Ursonate Mauer

KS75, Merz Barn, Elterwater, Lake District

The ‘Top Field Wall’ at Cylinders Estate is made using the drystone walling technique, which is widely used throughout the Lake District. As the roots of the oak tree growing behind this section of the wall get pulled around in turbulent weather, the stones start to shift and become unbalanced. Eventually they fall in again, waiting to be rebuilt into their next configuration.

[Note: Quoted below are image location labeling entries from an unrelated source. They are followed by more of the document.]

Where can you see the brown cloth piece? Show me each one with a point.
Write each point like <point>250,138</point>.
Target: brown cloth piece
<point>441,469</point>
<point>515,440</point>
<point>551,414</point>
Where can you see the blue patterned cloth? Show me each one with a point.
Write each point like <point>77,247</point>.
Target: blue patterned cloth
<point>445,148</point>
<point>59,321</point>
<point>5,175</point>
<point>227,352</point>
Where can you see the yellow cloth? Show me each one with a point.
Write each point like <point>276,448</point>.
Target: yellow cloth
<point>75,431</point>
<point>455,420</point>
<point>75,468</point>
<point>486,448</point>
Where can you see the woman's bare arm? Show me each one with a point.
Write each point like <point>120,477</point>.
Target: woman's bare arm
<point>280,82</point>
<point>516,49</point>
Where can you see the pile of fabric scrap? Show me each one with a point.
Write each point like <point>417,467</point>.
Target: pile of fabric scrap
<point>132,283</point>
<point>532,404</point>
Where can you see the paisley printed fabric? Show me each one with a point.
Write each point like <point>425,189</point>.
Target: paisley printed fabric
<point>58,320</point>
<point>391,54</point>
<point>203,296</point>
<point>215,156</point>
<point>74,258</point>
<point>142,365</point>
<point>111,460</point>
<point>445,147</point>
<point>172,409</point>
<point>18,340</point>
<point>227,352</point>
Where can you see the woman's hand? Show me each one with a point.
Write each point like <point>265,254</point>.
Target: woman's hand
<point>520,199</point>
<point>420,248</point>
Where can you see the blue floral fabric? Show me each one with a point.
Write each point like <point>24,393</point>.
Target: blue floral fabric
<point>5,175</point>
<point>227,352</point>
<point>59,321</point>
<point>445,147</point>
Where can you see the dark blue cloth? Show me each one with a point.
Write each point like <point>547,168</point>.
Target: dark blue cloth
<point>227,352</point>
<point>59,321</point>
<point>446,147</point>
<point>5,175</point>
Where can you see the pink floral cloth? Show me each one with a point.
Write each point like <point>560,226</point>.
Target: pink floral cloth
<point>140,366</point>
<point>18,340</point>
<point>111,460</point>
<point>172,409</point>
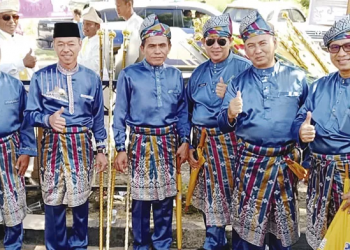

The idea of an ‘elastic’, transient wall connects in many ways to Schwitters’ use of language, especially in his work: Ursonate (1922-32). An amalgam of poem, music and performance, the Ursonate is about the dissolution of language into its molecular entities. Like the Merz Barn, the Ursonate was built by the collaging together of fragments which in this case culminated in a vision of sounds, directly relating to the techniques he used when building his structures. 
“My aim is the Merz composite work of art, that embraces all branches of art in an artistic unit.”… “The parts of the set move and change, and the set lives its life.” – Kurt Schwitters

In my sculptural reinterpretation Ursonate Mauer, the process of rebuilding and reconstructing was and is the most fundamental part of the work. It gave the chance to introduce Schwitter’s Ursonate to the landscape on a physical and geological level, with the Langdale Pikes watching on from across the valley. Only when the structure inevitably falls in again, will the poem be aired and potentially found. Although perhaps by then the fabric will have been eroded by moisture, swept aside by a fluffy tail or blown off by the wind – completely absorbed by the land.